If you are a runner -- or have aspirations to be a runner -- you can't help but be emotionally affected by a documentary like this (the inspirational music helps, too, of course!). As someone who has run 18 marathons (and who knows how many shorter races), I feel a surge of pride when I think about what my body has accomplished in the past. Here is the conversation: "You go girl! You have done something super hard 18 times -- how cool is that?" But my last two marathons were rough -- #17 was done while I was doing radiation and chemo in October 2010 (The Nike Women's Marathon in San Francisco) and #18 was about a year later, the inaugural Rock-n-Roll Marathon here in Saint Louis (Oct 2011). Neither was quick and both were painful. I think after #18 I decided not to do marathons any longer -- my Plantar issues were making it hard as well. But to be fair, those two races were hard for obvious reasons. I only did #17 because I had won the lottery for the Nike Women's Marathon before I was diagnosed with cancer (and I HAD to do it because you get a necklace from Tiffany's and it is given to you by a near naked fireman!). I managed to make it through that marathon with a time near 6 hours and then for some reason I didn't even train for #18, doing it only because this was the "new" marathon in town and I signed up for it at the last minute. That was a slow one for me, too.
(Here I am finishing up at one of the old Lewis and Clark Half-Marathons or Marathons pre-2010)
So here it is almost two years after my last marathon. I have thrown myself into triathlons -- which still scare me but I am loving the sport as a whole! The one positive about triathlons is that I never did them before cancer so I can't compare the way that my body works now with the way that it used to be. But ... I think I left something "undone" in terms of marathon goals. Jim knows that my goal all along was to qualify for Boston. I got close a few times (4:07 was my best) but I never made it.
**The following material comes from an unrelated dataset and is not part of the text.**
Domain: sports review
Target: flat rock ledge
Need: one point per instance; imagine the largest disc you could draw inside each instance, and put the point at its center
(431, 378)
According to the new standards (with the old time standards, I needed a 4:00), I would need to get a 3:55 time for women 45-49 (my age group obviously). I think this is doable if I devote myself to training hard. So I need to give this a lot of thought. Is this something that I want to do? A big part of me is screaming "Yes! Yes!" but I love triathloning now -- and I do have a dissertation that I will be finishing and defending in the next few months. Maybe this is a post-dissertation goal, something to aim for next year. If so, then I need to think about where to run in terms of attaining a qualifying goal.
Well, back to working on Chapter 5: Analysis. Like what happens in a marathon when you get to about mile 22 (at least for me!), I need to push through the hard stuff and think about the finish line!